E: Belki bir gün Praga gelirsin de,  üzerine ikimizin ismini yazıp köprüye takardık, diye aldım.
B: Sevgililer köprüsü?
E: Hı hı. Ne gülüyorsun?
B: Hoşuma gitdi teşekkür ederim bunu hep saklayacağım.
E: Ben biraz uyusam.
B: Tabi.
Biraz şaşırmıştım, ben Emre bu gece uyumama izin vermez diyordum. Ben de onu deli gibi özlemiştim. Fincanları makineye attıktan sonra, odamıza gittim, yüzünü pencereye dönmüştü. Bana yüzünü dönmezdi ki.
Yanına uzanıp, sarıldım ona. Uyumadığını biliyordum, elimi bile tutmadı. Omzundan öptüm karşılık dahi vermedi.
B: Seni çok özledim.
(Saçını öptüm, sırtına ismimi yazdım.)
Emre? Uyumadığını biliyorum, beni özlediğini sanmıştım bayım; diyerek yataktan kalkıyordum, beni kendisine çekti.
E: Özlem kelimesi sana hissettiklerimin yanında az kalır.
B: İltifatlarına aşık olmayacak kadın tanımıyorum da senin yüzün neden solgun ?

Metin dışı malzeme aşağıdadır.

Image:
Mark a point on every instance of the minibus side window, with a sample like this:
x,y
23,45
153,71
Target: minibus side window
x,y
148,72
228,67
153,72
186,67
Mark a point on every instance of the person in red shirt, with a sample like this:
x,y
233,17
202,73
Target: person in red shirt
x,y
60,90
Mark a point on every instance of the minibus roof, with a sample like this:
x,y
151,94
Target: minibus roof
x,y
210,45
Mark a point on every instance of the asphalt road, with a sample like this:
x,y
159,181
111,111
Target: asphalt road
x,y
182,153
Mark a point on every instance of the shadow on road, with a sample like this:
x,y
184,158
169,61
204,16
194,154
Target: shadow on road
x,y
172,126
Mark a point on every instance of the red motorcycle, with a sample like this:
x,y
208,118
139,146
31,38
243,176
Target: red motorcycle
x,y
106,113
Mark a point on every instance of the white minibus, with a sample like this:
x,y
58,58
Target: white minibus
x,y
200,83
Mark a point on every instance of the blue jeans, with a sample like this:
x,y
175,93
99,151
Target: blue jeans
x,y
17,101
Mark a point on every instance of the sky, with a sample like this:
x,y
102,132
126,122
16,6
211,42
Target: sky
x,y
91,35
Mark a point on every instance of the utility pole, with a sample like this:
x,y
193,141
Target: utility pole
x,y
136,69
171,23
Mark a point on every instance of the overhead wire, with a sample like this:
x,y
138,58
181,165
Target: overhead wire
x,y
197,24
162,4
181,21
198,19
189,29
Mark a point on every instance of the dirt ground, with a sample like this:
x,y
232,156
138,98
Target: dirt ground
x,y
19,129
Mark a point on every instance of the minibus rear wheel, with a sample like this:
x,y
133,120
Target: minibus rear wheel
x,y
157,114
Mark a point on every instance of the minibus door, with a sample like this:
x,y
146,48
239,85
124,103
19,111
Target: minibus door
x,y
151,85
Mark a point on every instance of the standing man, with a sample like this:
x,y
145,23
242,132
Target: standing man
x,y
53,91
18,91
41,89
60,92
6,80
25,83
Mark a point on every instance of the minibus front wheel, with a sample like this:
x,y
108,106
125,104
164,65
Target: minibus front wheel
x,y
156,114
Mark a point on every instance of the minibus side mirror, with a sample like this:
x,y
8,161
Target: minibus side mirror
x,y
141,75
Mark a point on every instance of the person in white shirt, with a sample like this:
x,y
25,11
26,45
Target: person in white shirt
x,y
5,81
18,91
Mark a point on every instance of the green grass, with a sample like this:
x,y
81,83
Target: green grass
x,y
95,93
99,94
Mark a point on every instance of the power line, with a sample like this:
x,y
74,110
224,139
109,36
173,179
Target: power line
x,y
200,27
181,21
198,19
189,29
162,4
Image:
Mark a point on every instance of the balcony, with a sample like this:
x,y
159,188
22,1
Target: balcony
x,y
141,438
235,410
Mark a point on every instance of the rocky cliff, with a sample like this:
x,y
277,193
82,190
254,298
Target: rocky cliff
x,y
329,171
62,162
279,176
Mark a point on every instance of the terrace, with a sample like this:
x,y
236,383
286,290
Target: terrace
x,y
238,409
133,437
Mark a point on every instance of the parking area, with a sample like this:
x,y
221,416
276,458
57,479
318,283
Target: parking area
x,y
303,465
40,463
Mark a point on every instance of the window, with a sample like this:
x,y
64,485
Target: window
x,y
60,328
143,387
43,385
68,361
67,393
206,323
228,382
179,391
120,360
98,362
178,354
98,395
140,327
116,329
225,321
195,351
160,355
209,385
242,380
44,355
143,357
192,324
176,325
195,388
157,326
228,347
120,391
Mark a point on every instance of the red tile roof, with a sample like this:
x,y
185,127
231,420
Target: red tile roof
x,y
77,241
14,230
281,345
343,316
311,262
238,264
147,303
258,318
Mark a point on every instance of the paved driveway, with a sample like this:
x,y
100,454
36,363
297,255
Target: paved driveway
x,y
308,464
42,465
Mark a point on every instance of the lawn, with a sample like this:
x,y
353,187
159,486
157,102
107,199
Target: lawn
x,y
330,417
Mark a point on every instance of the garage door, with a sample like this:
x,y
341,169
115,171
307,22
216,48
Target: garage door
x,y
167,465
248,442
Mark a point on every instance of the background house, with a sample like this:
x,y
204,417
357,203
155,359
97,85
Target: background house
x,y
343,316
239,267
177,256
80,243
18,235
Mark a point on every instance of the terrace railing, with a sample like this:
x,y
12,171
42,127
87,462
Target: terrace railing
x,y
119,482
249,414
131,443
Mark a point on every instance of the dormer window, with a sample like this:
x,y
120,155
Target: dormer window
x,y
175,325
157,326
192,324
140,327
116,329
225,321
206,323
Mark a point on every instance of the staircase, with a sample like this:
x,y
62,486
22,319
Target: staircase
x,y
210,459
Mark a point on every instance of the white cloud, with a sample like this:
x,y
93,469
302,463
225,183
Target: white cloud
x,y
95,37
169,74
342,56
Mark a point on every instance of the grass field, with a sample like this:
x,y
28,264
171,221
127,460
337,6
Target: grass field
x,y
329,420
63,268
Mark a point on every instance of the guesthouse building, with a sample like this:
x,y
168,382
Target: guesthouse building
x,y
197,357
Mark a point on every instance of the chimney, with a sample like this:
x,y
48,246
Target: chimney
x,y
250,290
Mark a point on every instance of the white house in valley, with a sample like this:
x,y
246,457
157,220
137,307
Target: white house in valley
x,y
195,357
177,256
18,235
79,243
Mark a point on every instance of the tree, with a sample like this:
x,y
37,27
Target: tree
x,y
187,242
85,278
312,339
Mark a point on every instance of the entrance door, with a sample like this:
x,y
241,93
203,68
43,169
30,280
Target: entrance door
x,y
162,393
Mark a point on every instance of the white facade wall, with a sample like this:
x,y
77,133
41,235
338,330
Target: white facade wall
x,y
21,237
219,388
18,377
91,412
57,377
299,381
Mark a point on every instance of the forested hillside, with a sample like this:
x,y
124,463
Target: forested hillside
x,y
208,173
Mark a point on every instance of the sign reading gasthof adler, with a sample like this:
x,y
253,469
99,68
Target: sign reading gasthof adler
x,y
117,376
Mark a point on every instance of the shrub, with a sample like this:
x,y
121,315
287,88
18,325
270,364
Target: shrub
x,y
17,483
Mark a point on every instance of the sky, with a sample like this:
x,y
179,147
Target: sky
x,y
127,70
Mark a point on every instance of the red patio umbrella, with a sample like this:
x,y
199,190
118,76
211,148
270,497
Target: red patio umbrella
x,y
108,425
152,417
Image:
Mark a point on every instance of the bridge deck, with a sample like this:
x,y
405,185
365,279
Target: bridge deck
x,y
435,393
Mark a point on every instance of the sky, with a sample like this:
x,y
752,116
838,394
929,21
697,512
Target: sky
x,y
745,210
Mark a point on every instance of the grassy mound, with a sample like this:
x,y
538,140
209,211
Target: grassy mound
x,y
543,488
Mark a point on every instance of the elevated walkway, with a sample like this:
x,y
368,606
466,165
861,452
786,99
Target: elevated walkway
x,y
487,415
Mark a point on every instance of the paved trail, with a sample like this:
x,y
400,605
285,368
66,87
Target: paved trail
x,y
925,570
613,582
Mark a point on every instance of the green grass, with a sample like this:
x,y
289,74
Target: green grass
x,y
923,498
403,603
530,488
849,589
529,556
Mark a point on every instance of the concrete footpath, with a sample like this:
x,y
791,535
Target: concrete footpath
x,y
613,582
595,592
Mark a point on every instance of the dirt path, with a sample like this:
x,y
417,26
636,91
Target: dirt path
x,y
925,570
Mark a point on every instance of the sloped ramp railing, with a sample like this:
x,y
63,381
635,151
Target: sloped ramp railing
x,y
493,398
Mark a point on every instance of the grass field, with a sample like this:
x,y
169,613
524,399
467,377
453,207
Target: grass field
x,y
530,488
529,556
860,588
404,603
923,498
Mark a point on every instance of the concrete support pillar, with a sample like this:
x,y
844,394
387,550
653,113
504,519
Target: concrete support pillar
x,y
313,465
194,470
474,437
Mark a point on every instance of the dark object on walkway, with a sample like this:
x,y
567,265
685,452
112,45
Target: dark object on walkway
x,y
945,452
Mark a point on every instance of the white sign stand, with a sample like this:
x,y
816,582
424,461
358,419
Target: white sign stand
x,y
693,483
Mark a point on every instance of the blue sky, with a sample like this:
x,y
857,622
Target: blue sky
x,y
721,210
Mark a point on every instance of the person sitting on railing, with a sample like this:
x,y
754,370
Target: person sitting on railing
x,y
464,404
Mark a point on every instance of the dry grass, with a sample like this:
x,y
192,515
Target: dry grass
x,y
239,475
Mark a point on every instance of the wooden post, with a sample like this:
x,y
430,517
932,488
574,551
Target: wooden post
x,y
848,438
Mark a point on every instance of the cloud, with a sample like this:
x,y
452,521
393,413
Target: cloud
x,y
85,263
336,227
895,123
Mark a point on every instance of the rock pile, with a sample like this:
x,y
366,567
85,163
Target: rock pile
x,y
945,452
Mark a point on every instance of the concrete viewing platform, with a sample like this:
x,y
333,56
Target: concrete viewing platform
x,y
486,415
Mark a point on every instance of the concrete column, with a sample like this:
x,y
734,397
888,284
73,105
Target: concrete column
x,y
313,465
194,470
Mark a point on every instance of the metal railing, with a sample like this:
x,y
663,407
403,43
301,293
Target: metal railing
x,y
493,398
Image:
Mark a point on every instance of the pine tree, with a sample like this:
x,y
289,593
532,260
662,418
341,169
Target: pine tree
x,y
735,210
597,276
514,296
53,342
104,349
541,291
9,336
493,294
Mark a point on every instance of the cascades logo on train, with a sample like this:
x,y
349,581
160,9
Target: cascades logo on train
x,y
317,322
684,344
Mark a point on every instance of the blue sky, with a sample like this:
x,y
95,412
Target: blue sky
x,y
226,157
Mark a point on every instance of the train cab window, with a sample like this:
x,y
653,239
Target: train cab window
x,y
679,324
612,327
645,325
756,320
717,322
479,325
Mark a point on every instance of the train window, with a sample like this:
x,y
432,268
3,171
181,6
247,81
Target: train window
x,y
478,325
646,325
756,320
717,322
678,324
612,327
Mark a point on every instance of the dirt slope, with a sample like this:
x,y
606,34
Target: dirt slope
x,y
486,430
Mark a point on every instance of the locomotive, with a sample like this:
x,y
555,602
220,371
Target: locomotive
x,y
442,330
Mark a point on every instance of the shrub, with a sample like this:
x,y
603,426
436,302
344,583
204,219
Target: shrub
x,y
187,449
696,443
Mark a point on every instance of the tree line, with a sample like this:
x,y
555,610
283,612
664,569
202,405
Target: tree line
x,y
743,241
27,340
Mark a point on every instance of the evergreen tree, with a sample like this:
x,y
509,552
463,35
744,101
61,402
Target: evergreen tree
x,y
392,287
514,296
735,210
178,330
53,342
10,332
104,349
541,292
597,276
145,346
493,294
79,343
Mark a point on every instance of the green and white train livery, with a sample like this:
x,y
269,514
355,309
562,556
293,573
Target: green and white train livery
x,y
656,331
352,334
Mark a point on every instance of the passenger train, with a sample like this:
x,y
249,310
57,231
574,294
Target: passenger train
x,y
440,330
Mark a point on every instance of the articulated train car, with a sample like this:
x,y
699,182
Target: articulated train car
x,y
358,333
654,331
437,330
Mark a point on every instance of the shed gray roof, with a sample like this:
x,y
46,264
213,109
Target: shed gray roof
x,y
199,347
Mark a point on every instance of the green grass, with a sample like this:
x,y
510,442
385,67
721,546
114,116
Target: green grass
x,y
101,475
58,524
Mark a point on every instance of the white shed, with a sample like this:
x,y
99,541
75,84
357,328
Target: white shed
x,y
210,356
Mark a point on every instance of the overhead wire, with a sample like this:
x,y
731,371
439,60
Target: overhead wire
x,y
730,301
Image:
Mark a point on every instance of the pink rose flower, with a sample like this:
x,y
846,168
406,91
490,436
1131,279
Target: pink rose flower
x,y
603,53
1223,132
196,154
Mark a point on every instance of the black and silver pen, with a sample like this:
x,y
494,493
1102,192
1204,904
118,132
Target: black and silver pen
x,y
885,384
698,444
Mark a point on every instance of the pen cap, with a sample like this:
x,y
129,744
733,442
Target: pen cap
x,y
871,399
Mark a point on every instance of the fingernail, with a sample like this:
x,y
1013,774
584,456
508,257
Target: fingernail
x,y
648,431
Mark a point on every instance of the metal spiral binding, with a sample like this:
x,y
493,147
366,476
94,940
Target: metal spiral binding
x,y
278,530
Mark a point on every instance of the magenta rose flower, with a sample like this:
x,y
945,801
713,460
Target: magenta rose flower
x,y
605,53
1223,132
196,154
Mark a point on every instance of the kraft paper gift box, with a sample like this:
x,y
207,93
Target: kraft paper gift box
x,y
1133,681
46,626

E: Sen ne sanıyorsun beni? Kalpsiz mi?
Onu öptüm...
B: Hayır.
E: Böyle yapma, affetmem.
B: Alarmı kurdun mu?
E: Bırak şimdi alarmı. Uyuyacağımızı düşünmüyorsun herhalde.
B: Seni seviyorum.
E: Sana hayranım.............
Emre kalkınca uyandım, üzerini değiştirdiyordu saat 5:30-muş.
B: Beni uyandırmadan mı gidecektin?
E: Uyandırmak istemedim. Öyle güzel uyuyordun ki.
B: Gitme vakti ha.
E: Evet.
B: Yiyecek bir şey hazırlayayım mı?
E: Uçakta yerim.
B: Ben de seninle gelebilir miyim?
E: Yok Asi, zaten gitmek zor oluyor.
B: Tamam. En azından seni yolcu ederim.
E: Çay yapsana beraber içeriz  koyu olmasın ama.
B: Koyu olursa beni göremezsin değil mi?
E: Koyu yapma.
B: Tamam açık içeriz bizde.
Karşılıklı çaylarımızı içtik. Emreyle sımsıkı sarıldım birbirimize.
E: Sosyal medya denen bir şey var, Skype var. Yerleştiğim gibi seni arayacağım.
B: Peki, aramanı bekleyeceğim.
Kapıda yine sarıldık.
Emre kulağıma;
E: Kendime iyi bak birtanem.
B: Sen de kendine iyi bak, beni unutma.
E: Döndüğüm zaman her şey çok güzel olacak.